I was participating in an ambitious cross-country trip organized by Wayne Gerdes, a hypermiling guru and the owner of CleanMPG.com. The premise was simple: Take three of Audi’s new 2014 turbodiesel-powered vehicles—an A6 TDI, an A7 TDI, and a Q5 TDI—and motor them from Los Angeles to New York City in less than 48 hours, while beating the EPA highway mpg estimates of 38 (A6 and A7) and 31 (Q5). Audi dubbed the undertaking “Truth in 48.” I figured the trip would be just the way I imagined the legendary Brock Yates “Cannonball” cross-country races of the Seventies (only without the illegal speeds or illegal stimulants), and I wasn’t far off.
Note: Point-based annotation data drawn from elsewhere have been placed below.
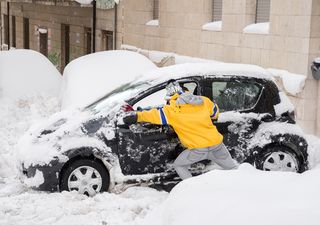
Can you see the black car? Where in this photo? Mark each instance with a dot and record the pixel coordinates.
(93, 151)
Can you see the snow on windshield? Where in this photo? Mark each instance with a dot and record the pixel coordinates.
(90, 77)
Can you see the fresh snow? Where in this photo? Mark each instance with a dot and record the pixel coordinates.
(292, 83)
(27, 73)
(213, 26)
(244, 196)
(92, 76)
(257, 28)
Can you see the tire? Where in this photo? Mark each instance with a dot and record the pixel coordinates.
(86, 176)
(278, 158)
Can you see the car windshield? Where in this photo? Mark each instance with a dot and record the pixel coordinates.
(117, 96)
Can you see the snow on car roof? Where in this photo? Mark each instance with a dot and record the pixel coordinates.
(91, 76)
(206, 69)
(27, 72)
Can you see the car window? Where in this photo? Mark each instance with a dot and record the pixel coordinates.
(153, 100)
(235, 95)
(157, 98)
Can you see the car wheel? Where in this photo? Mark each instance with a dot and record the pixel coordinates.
(85, 176)
(278, 158)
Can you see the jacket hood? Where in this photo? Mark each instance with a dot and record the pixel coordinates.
(188, 98)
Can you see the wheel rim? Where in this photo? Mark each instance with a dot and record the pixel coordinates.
(86, 180)
(280, 161)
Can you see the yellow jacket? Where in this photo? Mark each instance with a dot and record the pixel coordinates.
(190, 116)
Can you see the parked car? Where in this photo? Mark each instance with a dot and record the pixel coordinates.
(92, 151)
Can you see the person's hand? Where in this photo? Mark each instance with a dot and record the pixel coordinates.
(130, 119)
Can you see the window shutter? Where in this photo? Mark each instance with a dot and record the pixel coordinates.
(155, 9)
(263, 11)
(216, 10)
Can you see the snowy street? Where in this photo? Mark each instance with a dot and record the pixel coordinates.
(237, 197)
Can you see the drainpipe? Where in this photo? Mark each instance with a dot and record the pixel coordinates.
(94, 17)
(8, 13)
(115, 26)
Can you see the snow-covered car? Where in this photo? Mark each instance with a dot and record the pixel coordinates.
(91, 150)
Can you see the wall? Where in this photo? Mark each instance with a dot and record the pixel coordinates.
(292, 43)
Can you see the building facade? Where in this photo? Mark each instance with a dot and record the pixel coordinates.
(271, 33)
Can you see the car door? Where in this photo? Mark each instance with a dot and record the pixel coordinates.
(237, 99)
(148, 148)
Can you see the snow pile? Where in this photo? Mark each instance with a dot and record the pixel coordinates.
(213, 26)
(26, 73)
(29, 86)
(293, 83)
(313, 150)
(158, 56)
(285, 105)
(242, 197)
(257, 28)
(90, 77)
(38, 208)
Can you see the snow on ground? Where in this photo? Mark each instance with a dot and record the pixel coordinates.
(70, 208)
(244, 196)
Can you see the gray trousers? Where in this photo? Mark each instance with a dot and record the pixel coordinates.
(218, 154)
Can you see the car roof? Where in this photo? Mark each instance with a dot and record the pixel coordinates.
(205, 69)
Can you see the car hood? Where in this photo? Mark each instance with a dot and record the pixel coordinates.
(67, 130)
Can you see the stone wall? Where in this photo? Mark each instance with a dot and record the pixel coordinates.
(292, 43)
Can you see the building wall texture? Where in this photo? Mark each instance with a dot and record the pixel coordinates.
(292, 43)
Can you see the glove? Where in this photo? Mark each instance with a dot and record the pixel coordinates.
(130, 119)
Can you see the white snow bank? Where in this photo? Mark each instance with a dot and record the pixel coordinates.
(204, 69)
(153, 23)
(89, 77)
(213, 26)
(158, 56)
(26, 73)
(18, 116)
(242, 197)
(257, 28)
(293, 83)
(313, 150)
(38, 208)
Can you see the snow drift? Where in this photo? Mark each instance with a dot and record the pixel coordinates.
(26, 73)
(90, 77)
(29, 89)
(242, 197)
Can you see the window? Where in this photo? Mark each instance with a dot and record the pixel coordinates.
(157, 98)
(262, 11)
(26, 33)
(88, 38)
(13, 26)
(151, 101)
(6, 29)
(107, 39)
(235, 95)
(43, 33)
(65, 45)
(216, 10)
(155, 9)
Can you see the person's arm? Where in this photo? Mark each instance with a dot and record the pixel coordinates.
(155, 116)
(214, 110)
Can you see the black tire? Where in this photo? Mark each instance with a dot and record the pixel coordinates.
(83, 164)
(287, 159)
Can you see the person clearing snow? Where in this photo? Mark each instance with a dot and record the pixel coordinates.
(191, 118)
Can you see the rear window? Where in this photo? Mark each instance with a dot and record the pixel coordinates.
(235, 95)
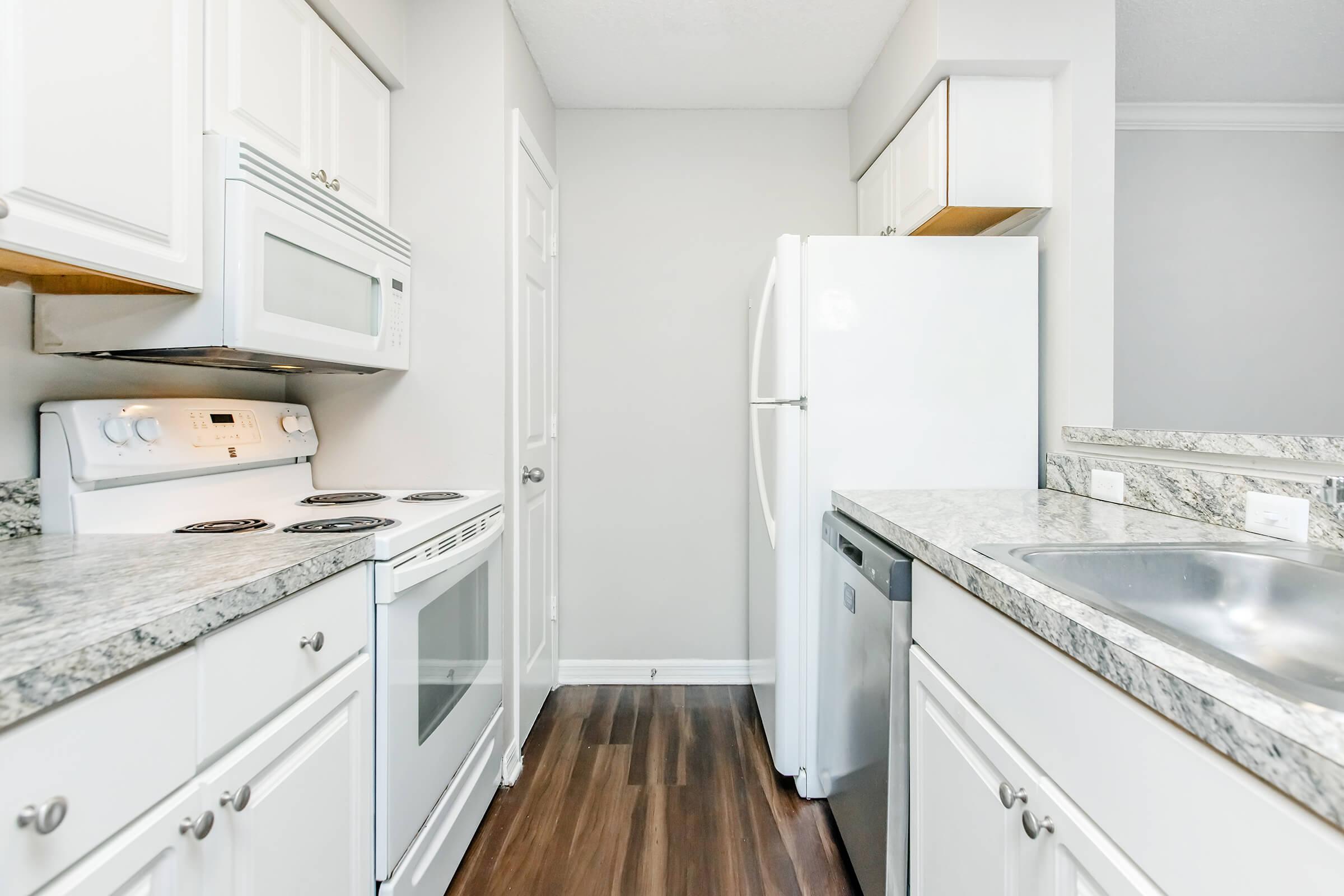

Three teams of drivers (four in each vehicle, comprised of journalists, CleanMPG.com members, and Wayne himself) gathered at the Audi Pacific dealership in Torrance, CA, the morning of Saturday, September 7 to load up the vehicles with our stuff and ourselves. It was a tight fit—the trunks and cargo areas of all three Audis were packed to the limit with suitcases, backpacks, duffel bags, and coolers of food and drink. Wayne made sure we were seriously stocked with as much non-perishable sack-lunch fare as we could carry—the tight schedule meant that there would be no time for leisurely sit-down meals, even at a fast-food joint. The cargo area of the Q5 (my assigned vehicle) was crammed so full that we had to pile a lot of our stuff on the pull-back cargo cover. (Side note: An empty Coca-Cola case makes a fine container for 20 or so peanut butter-and-jelly sandwiches.)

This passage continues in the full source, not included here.